Delivery date: 06/11/2024 until 11:00 pm via Canvas
Value: 35 points
Penalty for delay: Full amount, no delay allowed!
Groups: 2 or 3 components
The Pap smear is a histological examination performed to detect changes in the cells of the cervix. being the main method of detecting lesions for the early diagnosis of cervical cancer. In this work, you must implement an application that reads Pap smear images and enables automatic recognition of cancer cells.
a) The program must be implemented in C++, Python or Java.
b) The use of elementary library functions is permitted. An elementary function means a basic image manipulation function, the result of which is not the final solution to the problem. Ex: reading files, calculating histograms, filters, calculating distances, converting between image formats, calculating features, classifiers. The main code that uses the functions must be original to the group.
1) The data used in training and testing the classifiers must be preprocessed. Through the classifications.csv spreadsheet. Obtain the coordinates of the cell nuclei from the images available in the dataset (only a part of the images is available). Crop the images, generating a 100x100 sub-image for each cell and store in sub-directories according to their class. The image name must be the cell number in the worksheet. The README.md file contains the description of the classes.
2) Implement a fully graphical environment with a menu for the following functionalities:
- Menu to read and view images in PNG and JPG formats. Images can have any resolution;
- Menu to convert the image to grayscale and display it.
- Menu to generate the grayscale and color histogram in HSV space and display them.
- Menu to characterize the image in gray tones using Haralick descriptors, showing the calculated values.
- Menu to characterize the image in grayscale and color channels through the invariant moments of Hu showing the calculated values.
- Menu to classify a sub-image using the techniques selected for the group, indicating which class was found.
3) Implement the functionality of reading and displaying images in colors and grayscale with zoom option;
4) Implement the grayscale histogram generation functionality for the image with 16 tones.
5) Implement the functionality for generating image color histograms with quantization of 16 values for the H channel and 8 values for the V (2D histogram with 16*8 inputs).
6) Calculate the co-occurrence matrices Ci,i where i=1,2,4,8,16 and 32, considering 16 shades of gray.
7) Calculate the Haralick Entropy, Homogeneity and Contrast descriptors for the co-occurrence matrices of the previous item (3*6 characteristics)
8) Calculate the Hu invariant moments for the image in 256 shades of gray and for the 3 original channels of the HSV model (4*7 features)
NF=(sum of the registration numbers of the group components) mod 3
NC=(sum of the registration numbers of the group components) mod 2
ND=((sum of registration numbers of group components) mod 4) div 2
If NF=0, the features used will be the 2D histogram values (HxV, 16 8 features) Otherwise if N=1, the features used will be the calculated Haralick descriptors (3 6 features), Otherwise the features used will be the Hu moments (4*7 characteristics).
If NC=0, the shallow classifier will be SVM, otherwise it will be XGBoost.
If ND=0, the deep classifier will be ResNet50 otherwise it will be EfficientNet.
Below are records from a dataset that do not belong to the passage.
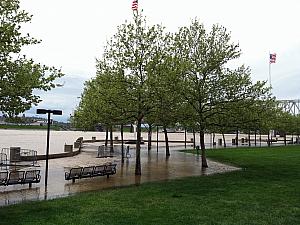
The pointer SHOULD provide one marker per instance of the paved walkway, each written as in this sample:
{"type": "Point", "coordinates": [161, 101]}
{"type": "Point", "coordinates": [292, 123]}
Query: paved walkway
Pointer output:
{"type": "Point", "coordinates": [155, 167]}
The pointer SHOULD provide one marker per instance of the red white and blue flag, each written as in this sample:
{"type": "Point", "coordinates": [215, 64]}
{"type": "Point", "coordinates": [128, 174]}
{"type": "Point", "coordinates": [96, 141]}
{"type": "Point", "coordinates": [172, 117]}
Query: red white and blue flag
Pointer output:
{"type": "Point", "coordinates": [273, 58]}
{"type": "Point", "coordinates": [135, 5]}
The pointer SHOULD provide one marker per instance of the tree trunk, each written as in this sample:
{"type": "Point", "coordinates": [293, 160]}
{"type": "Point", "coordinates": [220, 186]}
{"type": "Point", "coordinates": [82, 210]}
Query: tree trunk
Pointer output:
{"type": "Point", "coordinates": [122, 141]}
{"type": "Point", "coordinates": [184, 138]}
{"type": "Point", "coordinates": [249, 139]}
{"type": "Point", "coordinates": [156, 138]}
{"type": "Point", "coordinates": [224, 139]}
{"type": "Point", "coordinates": [284, 138]}
{"type": "Point", "coordinates": [150, 137]}
{"type": "Point", "coordinates": [106, 136]}
{"type": "Point", "coordinates": [202, 144]}
{"type": "Point", "coordinates": [167, 142]}
{"type": "Point", "coordinates": [131, 128]}
{"type": "Point", "coordinates": [237, 137]}
{"type": "Point", "coordinates": [138, 169]}
{"type": "Point", "coordinates": [260, 138]}
{"type": "Point", "coordinates": [194, 139]}
{"type": "Point", "coordinates": [111, 140]}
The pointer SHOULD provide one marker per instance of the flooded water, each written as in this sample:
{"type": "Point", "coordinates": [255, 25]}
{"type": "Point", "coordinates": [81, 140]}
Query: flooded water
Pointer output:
{"type": "Point", "coordinates": [36, 139]}
{"type": "Point", "coordinates": [155, 167]}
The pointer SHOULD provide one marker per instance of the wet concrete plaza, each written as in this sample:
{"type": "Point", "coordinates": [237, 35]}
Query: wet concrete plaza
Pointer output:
{"type": "Point", "coordinates": [155, 167]}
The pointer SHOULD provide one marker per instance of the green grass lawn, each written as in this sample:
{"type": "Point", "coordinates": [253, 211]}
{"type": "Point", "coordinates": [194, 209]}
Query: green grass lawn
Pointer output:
{"type": "Point", "coordinates": [265, 191]}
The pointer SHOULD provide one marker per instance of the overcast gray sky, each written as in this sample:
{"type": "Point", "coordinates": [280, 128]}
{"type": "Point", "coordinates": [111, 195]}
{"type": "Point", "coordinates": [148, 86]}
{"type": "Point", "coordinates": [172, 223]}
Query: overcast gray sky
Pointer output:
{"type": "Point", "coordinates": [74, 33]}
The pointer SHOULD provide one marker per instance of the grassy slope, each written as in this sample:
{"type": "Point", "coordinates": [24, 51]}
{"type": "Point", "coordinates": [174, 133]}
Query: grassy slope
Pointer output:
{"type": "Point", "coordinates": [266, 191]}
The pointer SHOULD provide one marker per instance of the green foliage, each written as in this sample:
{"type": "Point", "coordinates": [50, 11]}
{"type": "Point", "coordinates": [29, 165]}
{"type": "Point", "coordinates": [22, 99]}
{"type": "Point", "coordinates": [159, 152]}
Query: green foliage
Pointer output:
{"type": "Point", "coordinates": [19, 76]}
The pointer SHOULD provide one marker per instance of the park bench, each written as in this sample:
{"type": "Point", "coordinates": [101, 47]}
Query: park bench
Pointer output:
{"type": "Point", "coordinates": [3, 177]}
{"type": "Point", "coordinates": [90, 171]}
{"type": "Point", "coordinates": [20, 177]}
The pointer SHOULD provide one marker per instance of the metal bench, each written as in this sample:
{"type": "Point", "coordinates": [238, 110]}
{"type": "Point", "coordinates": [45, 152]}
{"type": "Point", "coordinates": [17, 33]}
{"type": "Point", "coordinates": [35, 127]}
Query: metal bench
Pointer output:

1) Separate the data into 2 randomly drawn sets: the training set must have 80% of the data and the test set 20%. Each class must be separated in this 4:1 ratio into the training and testing sets to ensure balance.
2) Implement two shallow classifiers for the problem, according to NC, the first being binary (negative class X too many) and the second with 6 classes. Evaluate the accuracy and show the confusion matrices for each. The features used as input to the classifiers depend on NF.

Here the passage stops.